Baseada na obra de Michael Dobbs e na minissérie da BBC de Andrew Davies, "House of Cards" apresenta vários pontos de interesse. Desde logo, a produtora, Netflix. Depois de anos a cimentar uma posição no mercado online, aventurou-se na produção de uma série que possibilitou liberdade total aos realizadores e argumentistas.
Outro ponto de interesse (e, simultaneamente, controverso) reside no formato de apresentação. Pela primeira vez, uma série foi disponibilizada na íntegra, eliminando a espera, por vezes desesperante, do capítulo seguinte. Os diversos realizadores envolvidos neste projeto de David Fincher (também produtor executivo), como Joel Schumacher ou James Foley, conferem uma diversidade de planos e abordagens narrativas que cativa o espetador mais atento (uma dica/exemplo: o plano da janela onde Spacey e Robin Wright partilham um cigarro).
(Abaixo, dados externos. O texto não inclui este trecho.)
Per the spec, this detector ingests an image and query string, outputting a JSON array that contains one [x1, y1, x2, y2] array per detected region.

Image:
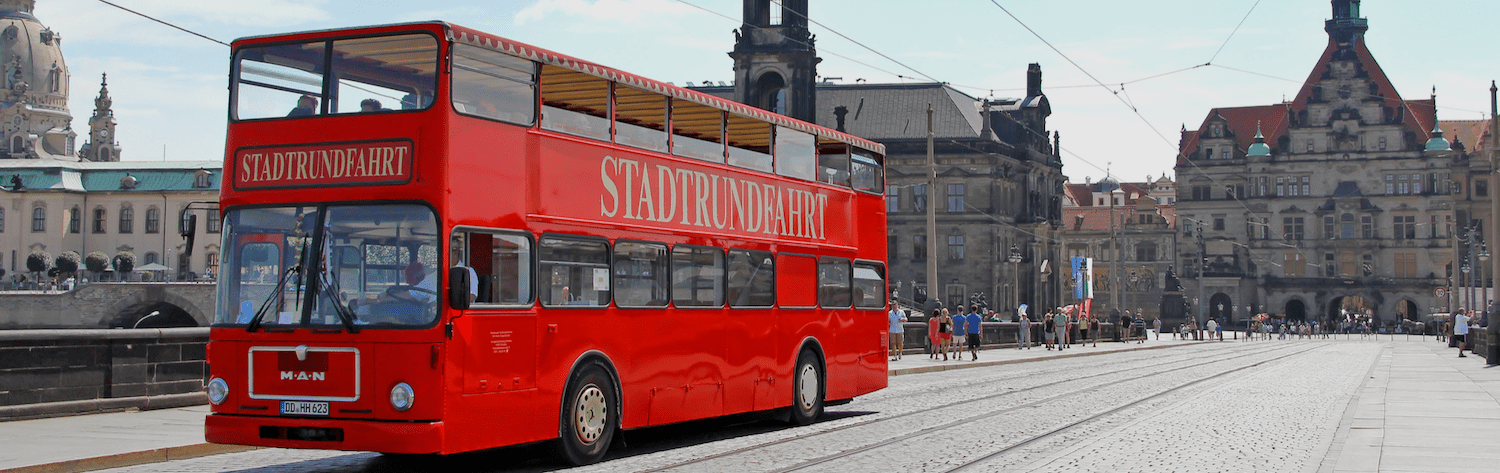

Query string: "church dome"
[[0, 0, 68, 111]]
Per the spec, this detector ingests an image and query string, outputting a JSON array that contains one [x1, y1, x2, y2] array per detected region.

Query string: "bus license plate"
[[281, 401, 329, 416]]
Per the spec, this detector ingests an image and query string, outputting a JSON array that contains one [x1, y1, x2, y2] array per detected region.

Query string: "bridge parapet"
[[0, 282, 216, 329]]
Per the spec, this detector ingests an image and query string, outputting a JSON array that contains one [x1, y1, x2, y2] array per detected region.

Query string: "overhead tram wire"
[[96, 0, 229, 47], [1207, 0, 1263, 65], [674, 0, 912, 83]]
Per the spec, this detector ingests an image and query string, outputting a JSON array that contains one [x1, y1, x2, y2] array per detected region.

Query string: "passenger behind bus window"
[[288, 95, 317, 117], [360, 98, 388, 112]]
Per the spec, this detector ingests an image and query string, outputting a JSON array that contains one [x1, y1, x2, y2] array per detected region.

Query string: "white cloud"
[[514, 0, 692, 26]]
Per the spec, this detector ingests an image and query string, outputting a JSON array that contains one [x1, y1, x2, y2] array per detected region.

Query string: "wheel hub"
[[574, 384, 607, 444], [798, 364, 818, 410]]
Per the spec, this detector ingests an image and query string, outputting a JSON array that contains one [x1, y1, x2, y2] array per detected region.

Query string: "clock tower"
[[82, 72, 119, 162]]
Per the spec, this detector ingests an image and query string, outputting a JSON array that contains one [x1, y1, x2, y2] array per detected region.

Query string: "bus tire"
[[790, 349, 824, 425], [558, 363, 617, 465]]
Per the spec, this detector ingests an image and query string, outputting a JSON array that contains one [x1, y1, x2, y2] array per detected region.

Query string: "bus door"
[[724, 249, 778, 413], [452, 230, 537, 395]]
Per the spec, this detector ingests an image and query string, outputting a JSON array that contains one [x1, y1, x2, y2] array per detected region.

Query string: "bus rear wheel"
[[790, 350, 824, 425], [558, 363, 617, 465]]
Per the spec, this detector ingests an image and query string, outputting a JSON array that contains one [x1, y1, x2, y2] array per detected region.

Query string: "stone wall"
[[0, 328, 208, 410], [0, 282, 215, 329]]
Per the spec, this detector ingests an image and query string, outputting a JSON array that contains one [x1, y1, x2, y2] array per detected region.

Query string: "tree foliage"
[[26, 250, 51, 273], [84, 251, 109, 273], [54, 251, 81, 274], [112, 251, 136, 273]]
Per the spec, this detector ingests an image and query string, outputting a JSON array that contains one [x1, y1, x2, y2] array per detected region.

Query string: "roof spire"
[[1425, 117, 1450, 152], [1247, 120, 1271, 157], [1325, 0, 1368, 44]]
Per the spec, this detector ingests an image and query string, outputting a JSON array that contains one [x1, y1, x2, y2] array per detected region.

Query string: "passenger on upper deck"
[[360, 98, 386, 112], [288, 95, 317, 117]]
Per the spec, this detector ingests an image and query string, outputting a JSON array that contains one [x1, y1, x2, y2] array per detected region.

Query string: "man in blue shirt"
[[950, 306, 968, 361], [965, 308, 983, 360], [888, 302, 907, 361]]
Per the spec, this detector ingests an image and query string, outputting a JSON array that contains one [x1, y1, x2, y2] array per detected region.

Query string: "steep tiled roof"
[[1441, 119, 1492, 152], [1064, 181, 1159, 207], [1179, 104, 1290, 162], [1289, 37, 1435, 139]]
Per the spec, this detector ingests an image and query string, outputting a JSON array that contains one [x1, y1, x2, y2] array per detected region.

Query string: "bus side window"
[[726, 114, 772, 172], [850, 150, 883, 194], [817, 257, 852, 308], [614, 86, 667, 153], [852, 262, 886, 309], [455, 229, 533, 306], [539, 235, 610, 307], [613, 241, 669, 308], [540, 64, 611, 141], [671, 99, 725, 163], [452, 44, 536, 125], [774, 127, 816, 181], [817, 143, 851, 187], [671, 245, 724, 307], [727, 249, 774, 308]]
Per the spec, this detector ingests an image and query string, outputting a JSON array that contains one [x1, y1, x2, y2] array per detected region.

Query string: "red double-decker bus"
[[203, 22, 889, 464]]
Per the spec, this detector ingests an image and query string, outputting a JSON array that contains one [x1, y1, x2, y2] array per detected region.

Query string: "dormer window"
[[194, 170, 213, 188], [1210, 124, 1223, 137], [1205, 147, 1213, 159]]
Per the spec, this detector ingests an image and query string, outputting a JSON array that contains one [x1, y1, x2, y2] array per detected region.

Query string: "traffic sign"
[[1435, 287, 1447, 298]]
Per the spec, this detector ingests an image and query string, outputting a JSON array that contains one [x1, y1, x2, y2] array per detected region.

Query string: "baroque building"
[[696, 0, 1068, 314], [1173, 0, 1456, 325], [0, 0, 220, 283], [1060, 176, 1177, 321]]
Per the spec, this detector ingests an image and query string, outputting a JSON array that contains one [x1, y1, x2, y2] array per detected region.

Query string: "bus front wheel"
[[558, 363, 617, 465], [790, 350, 824, 425]]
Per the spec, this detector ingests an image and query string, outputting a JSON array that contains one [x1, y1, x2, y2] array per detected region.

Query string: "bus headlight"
[[389, 382, 415, 411], [206, 378, 229, 405]]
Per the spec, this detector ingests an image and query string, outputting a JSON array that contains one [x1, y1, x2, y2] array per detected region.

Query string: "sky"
[[39, 0, 1500, 184]]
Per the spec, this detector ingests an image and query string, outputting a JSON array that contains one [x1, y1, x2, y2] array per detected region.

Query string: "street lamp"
[[1481, 244, 1491, 317], [1009, 244, 1023, 319]]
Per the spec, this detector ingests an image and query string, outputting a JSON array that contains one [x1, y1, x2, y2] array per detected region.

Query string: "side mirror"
[[449, 266, 472, 310]]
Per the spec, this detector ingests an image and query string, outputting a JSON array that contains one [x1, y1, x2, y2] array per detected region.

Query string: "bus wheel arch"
[[557, 351, 621, 465], [790, 337, 826, 425]]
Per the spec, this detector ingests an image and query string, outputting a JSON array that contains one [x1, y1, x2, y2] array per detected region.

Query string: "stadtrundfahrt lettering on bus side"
[[599, 155, 828, 240]]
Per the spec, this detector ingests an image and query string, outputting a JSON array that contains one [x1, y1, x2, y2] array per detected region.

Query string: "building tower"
[[1325, 0, 1367, 46], [79, 72, 119, 162], [0, 0, 75, 160], [729, 0, 820, 123]]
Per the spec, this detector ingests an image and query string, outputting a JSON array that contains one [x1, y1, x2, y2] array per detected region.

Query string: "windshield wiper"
[[315, 265, 360, 333], [247, 264, 301, 332]]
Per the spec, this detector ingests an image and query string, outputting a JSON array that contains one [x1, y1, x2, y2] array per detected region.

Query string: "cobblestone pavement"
[[92, 340, 1383, 473]]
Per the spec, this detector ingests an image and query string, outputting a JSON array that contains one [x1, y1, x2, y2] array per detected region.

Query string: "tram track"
[[635, 342, 1300, 473]]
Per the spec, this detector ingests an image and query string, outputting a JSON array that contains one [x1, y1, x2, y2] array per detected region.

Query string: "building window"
[[1339, 251, 1356, 277], [1362, 215, 1373, 238], [1205, 147, 1213, 160], [887, 185, 898, 213], [206, 252, 219, 277], [1394, 252, 1417, 278], [947, 235, 965, 260], [194, 171, 212, 189], [888, 234, 898, 262], [1378, 136, 1387, 150], [913, 184, 927, 213], [144, 252, 159, 265], [118, 207, 133, 234], [93, 208, 106, 233], [1192, 185, 1211, 200], [912, 235, 926, 261], [1283, 217, 1304, 241], [1341, 213, 1355, 239], [0, 208, 4, 232], [1323, 252, 1336, 277], [1393, 215, 1416, 240], [1276, 177, 1285, 196], [1477, 178, 1488, 197], [1362, 253, 1374, 276], [207, 211, 221, 234], [946, 285, 965, 310], [1306, 140, 1314, 152], [1284, 253, 1305, 277], [946, 183, 965, 212], [1323, 216, 1336, 239], [1136, 242, 1157, 262], [30, 206, 43, 232], [145, 208, 160, 234], [1222, 149, 1230, 160], [68, 206, 79, 233], [1213, 217, 1225, 231]]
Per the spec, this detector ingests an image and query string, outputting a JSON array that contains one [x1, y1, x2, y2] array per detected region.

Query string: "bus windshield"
[[233, 32, 439, 120], [216, 203, 440, 328]]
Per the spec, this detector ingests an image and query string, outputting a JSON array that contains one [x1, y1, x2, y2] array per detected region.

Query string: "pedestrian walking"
[[1133, 315, 1146, 344], [940, 309, 955, 361], [950, 307, 967, 361], [1455, 309, 1471, 357], [1018, 312, 1031, 349], [888, 302, 907, 361], [1153, 317, 1161, 340], [1078, 314, 1090, 347], [1206, 318, 1218, 342], [928, 309, 942, 359], [965, 308, 982, 360], [1050, 309, 1062, 349], [1121, 311, 1133, 343], [1053, 310, 1069, 351], [1090, 315, 1100, 347]]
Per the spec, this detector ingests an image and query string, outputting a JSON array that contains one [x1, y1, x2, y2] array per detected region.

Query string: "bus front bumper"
[[205, 413, 444, 454]]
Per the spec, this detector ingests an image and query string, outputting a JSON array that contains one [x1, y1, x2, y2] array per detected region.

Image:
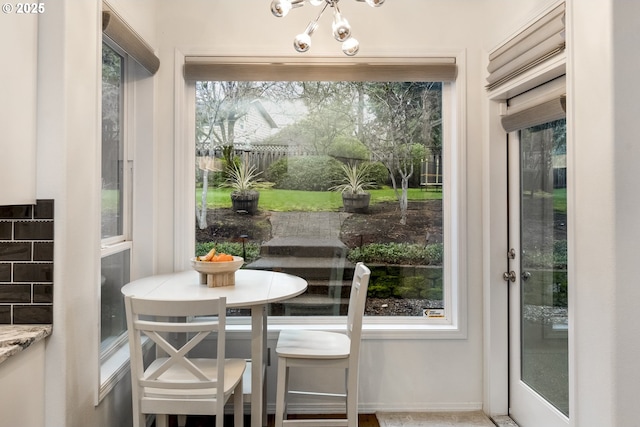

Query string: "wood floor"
[[165, 414, 380, 427]]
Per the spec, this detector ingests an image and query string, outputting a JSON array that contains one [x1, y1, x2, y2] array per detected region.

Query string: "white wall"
[[103, 0, 157, 49], [0, 340, 45, 427], [35, 1, 157, 426], [568, 0, 640, 425], [37, 1, 102, 425]]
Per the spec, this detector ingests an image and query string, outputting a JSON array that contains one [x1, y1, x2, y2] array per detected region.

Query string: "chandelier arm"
[[313, 0, 331, 24], [332, 0, 341, 14]]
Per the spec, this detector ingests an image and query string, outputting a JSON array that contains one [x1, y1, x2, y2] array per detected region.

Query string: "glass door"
[[508, 119, 569, 426]]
Interessante também é a prestação de Kevin Spacey como Francis Underwood, que nos remete para a excelência das performances em "American Beauty" ou "Seven".
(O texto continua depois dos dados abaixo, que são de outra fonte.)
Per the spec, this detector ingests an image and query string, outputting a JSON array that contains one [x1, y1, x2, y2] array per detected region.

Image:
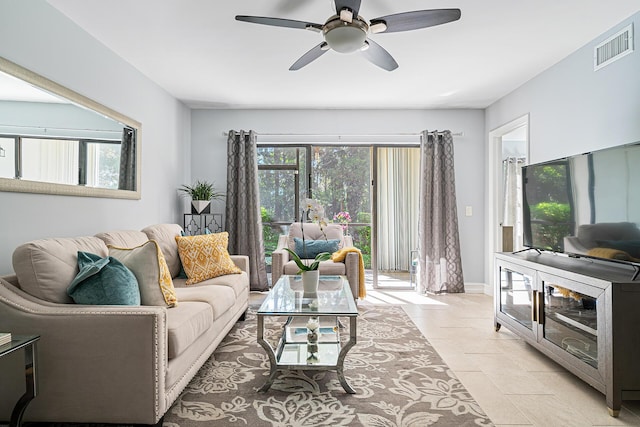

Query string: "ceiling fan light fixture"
[[339, 9, 353, 23], [369, 21, 387, 34], [324, 17, 369, 54]]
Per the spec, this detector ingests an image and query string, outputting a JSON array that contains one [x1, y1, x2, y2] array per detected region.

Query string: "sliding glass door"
[[258, 143, 420, 288]]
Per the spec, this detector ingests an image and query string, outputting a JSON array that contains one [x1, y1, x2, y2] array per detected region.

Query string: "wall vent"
[[594, 24, 634, 71]]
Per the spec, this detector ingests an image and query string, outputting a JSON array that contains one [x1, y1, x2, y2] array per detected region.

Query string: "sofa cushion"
[[108, 240, 178, 307], [293, 237, 340, 259], [165, 301, 213, 359], [13, 236, 109, 303], [172, 271, 248, 299], [174, 285, 236, 321], [94, 230, 149, 248], [67, 251, 140, 305], [283, 259, 345, 276], [142, 224, 184, 279], [175, 232, 242, 285]]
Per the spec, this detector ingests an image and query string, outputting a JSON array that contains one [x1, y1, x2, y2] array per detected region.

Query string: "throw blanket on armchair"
[[331, 247, 366, 298]]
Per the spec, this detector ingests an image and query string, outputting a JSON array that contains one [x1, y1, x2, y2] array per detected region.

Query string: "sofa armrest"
[[230, 255, 251, 289], [230, 255, 250, 273], [0, 279, 168, 424], [271, 235, 290, 286]]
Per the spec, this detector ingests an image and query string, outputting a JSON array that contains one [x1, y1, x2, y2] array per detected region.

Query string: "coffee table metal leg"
[[336, 316, 357, 394], [256, 315, 278, 392], [10, 342, 38, 427]]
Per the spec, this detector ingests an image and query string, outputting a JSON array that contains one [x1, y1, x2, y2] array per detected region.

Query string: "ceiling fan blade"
[[290, 43, 329, 71], [334, 0, 361, 17], [235, 15, 322, 31], [370, 9, 461, 33], [361, 39, 398, 71]]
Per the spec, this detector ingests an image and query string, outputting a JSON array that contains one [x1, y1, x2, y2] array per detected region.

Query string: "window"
[[0, 135, 121, 188]]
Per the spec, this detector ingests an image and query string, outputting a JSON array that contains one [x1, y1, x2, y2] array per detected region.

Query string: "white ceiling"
[[47, 0, 640, 110]]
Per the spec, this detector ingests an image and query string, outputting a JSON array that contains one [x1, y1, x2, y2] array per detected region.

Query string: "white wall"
[[191, 109, 486, 283], [0, 1, 191, 274], [486, 12, 640, 163]]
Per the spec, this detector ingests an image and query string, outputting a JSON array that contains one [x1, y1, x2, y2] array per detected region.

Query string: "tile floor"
[[251, 276, 640, 427]]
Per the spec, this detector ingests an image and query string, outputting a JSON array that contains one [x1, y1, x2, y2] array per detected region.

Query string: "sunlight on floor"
[[364, 289, 448, 306], [363, 272, 448, 306]]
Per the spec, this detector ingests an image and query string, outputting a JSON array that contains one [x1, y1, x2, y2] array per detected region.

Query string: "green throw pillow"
[[67, 251, 141, 305], [293, 238, 340, 259]]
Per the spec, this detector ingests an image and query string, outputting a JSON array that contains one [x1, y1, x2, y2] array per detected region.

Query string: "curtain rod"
[[222, 131, 463, 137]]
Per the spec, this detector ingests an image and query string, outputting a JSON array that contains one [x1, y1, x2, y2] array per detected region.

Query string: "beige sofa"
[[271, 222, 361, 299], [0, 224, 249, 426]]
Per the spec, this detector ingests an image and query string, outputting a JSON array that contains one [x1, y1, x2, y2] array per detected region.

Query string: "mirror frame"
[[0, 56, 142, 199]]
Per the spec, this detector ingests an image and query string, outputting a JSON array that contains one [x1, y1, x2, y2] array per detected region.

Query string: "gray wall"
[[0, 1, 191, 274], [191, 109, 487, 284], [484, 11, 640, 285], [486, 12, 640, 162]]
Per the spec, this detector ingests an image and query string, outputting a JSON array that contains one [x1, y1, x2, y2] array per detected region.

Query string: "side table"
[[183, 213, 223, 236], [0, 335, 39, 427]]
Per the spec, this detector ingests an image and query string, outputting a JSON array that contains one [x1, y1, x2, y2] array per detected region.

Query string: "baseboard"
[[464, 282, 486, 294]]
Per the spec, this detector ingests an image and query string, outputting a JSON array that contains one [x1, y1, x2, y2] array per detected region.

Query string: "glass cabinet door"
[[499, 266, 534, 330], [542, 282, 598, 368]]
Um ponto de interesse final é a temática. Os bastidores da Casa Branca e do Congresso americano são um dos tópicos mais reutilizáveis para produzir séries e filmes norte-americanos, ao contrário do Parlamento inglês (neste último, apenas "Yes Minister" ou "The Thick of It" despontam, e ambos pertencentes à comédia política). No entanto, este é também um tópico extremamente volátil. Talvez por isso a necessidade de uma vingança movida por despeito, recorrendo a diversas cortinas de fumo (relembrando, por vezes, o filme "Wag the Dog", de Levinson) e pura manipulação para alcançar uma ascensão maior do que a desejada inicialmente.
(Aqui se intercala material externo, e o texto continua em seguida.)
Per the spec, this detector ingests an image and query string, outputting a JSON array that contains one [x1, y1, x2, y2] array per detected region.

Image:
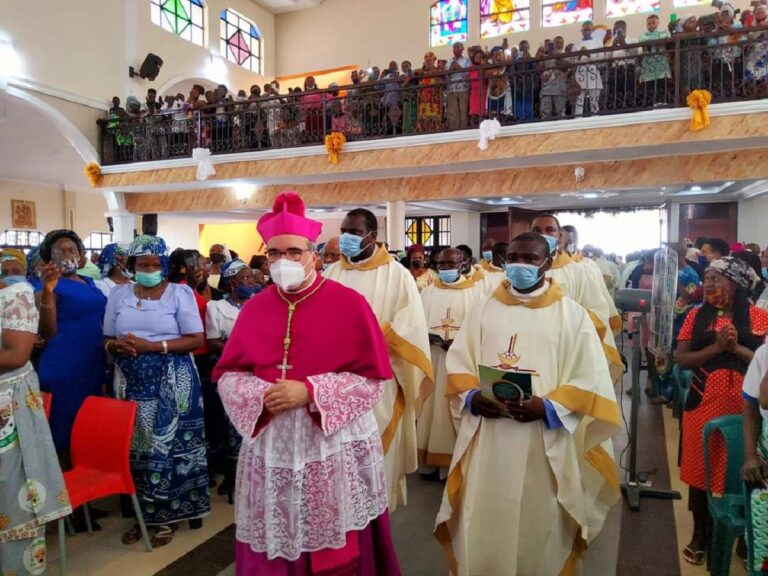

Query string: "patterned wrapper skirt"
[[0, 363, 71, 575], [114, 352, 210, 525]]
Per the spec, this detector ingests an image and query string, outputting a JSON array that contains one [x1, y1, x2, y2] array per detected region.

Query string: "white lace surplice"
[[0, 283, 39, 337], [218, 371, 388, 561]]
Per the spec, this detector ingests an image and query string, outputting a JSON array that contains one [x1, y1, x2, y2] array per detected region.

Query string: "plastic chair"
[[41, 391, 51, 420], [672, 365, 692, 419], [703, 415, 746, 576], [744, 482, 760, 576], [58, 396, 152, 574]]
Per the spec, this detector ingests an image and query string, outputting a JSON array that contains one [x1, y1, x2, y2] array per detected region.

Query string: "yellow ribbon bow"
[[83, 162, 103, 187], [324, 131, 347, 164], [686, 89, 712, 132]]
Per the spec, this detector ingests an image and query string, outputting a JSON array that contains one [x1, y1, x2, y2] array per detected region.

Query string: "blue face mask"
[[543, 235, 558, 254], [505, 263, 543, 290], [438, 269, 461, 284], [482, 251, 493, 262], [135, 270, 163, 288], [698, 255, 709, 268], [59, 258, 79, 275], [339, 232, 371, 258], [1, 275, 27, 287], [763, 267, 768, 281], [234, 285, 255, 299]]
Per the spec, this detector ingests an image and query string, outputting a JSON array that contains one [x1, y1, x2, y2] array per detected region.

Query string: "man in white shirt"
[[575, 21, 605, 116], [446, 42, 472, 130]]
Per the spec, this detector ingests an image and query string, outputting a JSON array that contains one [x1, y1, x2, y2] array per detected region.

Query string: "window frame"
[[150, 0, 206, 47], [480, 0, 531, 37], [82, 231, 114, 259], [219, 8, 263, 74], [541, 0, 594, 28], [405, 216, 451, 249], [430, 0, 469, 48], [0, 230, 45, 253]]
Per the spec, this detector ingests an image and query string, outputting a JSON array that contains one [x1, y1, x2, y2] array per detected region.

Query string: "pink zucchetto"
[[257, 192, 323, 243]]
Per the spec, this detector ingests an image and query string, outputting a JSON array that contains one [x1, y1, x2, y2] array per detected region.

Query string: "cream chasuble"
[[434, 280, 621, 576], [549, 252, 623, 383], [476, 260, 506, 294], [325, 244, 434, 510], [572, 253, 622, 336], [417, 275, 485, 472]]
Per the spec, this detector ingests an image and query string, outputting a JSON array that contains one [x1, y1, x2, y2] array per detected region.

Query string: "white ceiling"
[[251, 0, 323, 14], [0, 92, 91, 191]]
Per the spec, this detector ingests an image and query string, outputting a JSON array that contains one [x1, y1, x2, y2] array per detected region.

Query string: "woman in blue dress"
[[37, 230, 107, 455], [103, 235, 209, 547]]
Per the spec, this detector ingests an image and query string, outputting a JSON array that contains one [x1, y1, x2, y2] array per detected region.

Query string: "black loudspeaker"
[[129, 53, 164, 81], [142, 214, 158, 236]]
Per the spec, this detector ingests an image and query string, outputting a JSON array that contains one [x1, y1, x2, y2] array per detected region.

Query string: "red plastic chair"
[[57, 396, 152, 574], [41, 391, 51, 420]]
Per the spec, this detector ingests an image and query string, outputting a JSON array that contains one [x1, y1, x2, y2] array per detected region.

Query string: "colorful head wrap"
[[709, 256, 758, 290], [98, 243, 128, 278], [221, 259, 248, 278], [128, 235, 169, 276], [26, 247, 41, 280], [407, 244, 425, 257], [0, 248, 27, 273], [40, 229, 84, 263]]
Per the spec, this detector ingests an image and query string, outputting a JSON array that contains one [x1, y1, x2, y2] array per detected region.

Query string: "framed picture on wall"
[[11, 200, 37, 230]]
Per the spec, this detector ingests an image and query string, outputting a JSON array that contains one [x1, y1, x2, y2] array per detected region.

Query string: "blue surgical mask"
[[543, 235, 558, 254], [339, 232, 371, 258], [135, 270, 163, 288], [505, 263, 543, 290], [763, 267, 768, 281], [234, 285, 255, 299], [1, 275, 27, 286], [698, 255, 709, 268], [482, 251, 493, 262], [438, 269, 461, 284]]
A sátira ao jogo político é cáustica e, apesar de alguns desfechos mais previsíveis, a ação consegue manter o espetador a torcer pelos negros intentos de Underwood, o herói pícaro que vive um casamento racional aliado a uma relação “profissional” com a jornalista Zoe Barnes (Kate Mara). Todos estes pontos acima referidos envolvem a segunda temporada numa aura que, num passado recente, apenas rivaliza com a segunda parte da quinta temporada de "Breaking Bad". "House of Cards" alcançou, além das nomeações para os Emmy e os TCA Awards, um estatuto que competirá com o de "The West Wing" num futuro muito próximo.